— Ты поищи «Гитану», а я сейчас, — сказала она Мише, легко вскочила и умчалась.
— «Гитану» ей ищи, — проворчал Миша, втайне радуясь предстоящему зрелищу. Он принялся перебирать пластинки в углу, снял с комода граммофон, приладил трубу и все это время не переставал бурчать. Наконец в комнату ворвалась босая Варга: вместо зеленой кофты, черной юбки и перекрученных бурых чулок на ней была красная блузка, цыганская длинная юбка, древняя шаль — вся она окуталась облаком пестрых шелковых тряпок.
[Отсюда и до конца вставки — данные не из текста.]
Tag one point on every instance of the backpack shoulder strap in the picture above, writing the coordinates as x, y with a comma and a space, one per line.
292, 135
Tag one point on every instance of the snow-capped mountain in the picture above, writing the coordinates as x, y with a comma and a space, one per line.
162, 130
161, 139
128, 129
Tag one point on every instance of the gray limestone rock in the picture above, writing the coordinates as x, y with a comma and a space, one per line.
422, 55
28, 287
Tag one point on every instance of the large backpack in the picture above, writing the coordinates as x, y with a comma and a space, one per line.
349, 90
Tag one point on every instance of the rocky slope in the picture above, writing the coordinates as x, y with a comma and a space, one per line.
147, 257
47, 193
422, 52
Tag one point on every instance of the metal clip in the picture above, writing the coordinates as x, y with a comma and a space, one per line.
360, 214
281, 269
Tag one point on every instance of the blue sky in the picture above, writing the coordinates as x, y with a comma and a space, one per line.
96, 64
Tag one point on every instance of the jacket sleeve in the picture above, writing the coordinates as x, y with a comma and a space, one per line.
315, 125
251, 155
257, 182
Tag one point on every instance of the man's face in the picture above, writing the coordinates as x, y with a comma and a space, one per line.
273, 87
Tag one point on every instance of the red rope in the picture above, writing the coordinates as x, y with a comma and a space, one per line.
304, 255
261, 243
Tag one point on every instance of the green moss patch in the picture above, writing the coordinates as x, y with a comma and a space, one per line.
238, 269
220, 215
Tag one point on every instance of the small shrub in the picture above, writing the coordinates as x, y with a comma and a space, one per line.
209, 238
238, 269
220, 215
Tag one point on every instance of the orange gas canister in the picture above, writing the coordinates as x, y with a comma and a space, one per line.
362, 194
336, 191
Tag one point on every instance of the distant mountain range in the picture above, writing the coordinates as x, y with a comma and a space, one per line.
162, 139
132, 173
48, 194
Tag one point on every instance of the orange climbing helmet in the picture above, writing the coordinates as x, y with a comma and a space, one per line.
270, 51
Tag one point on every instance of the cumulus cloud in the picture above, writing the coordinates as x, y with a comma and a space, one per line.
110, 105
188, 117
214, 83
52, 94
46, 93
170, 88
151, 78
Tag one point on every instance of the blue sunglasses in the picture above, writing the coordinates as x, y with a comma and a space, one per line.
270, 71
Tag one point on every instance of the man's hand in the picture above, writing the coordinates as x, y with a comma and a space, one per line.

На икрах плясали дешевые медные браслеты с красными камушками. От тряпок веяло то ли цыганским табором, то ли туркестанским базаром. От нее пахло амброй. Даня сроду не нюхал амбры, но решил, что это она. Ему нравился звук: амбра, альгамбра, клад Амры, мавр, подглядывающий в амбразуру. Еще почему-то булькал Гвалдаквивир. Волосы она расчесала и распустила по плечам.
— Заводи! — крикнула она Мише. Тот смотрел на нее восторженно.
— Для тебя нарочно, — сказал он Дане. — При нас таких переодеваний еще не было…
— Все ты врешь! — возмущенно крикнула Оля, но, кажется, и она была уязвлена. Рядом с Варгой ей нечего было делать.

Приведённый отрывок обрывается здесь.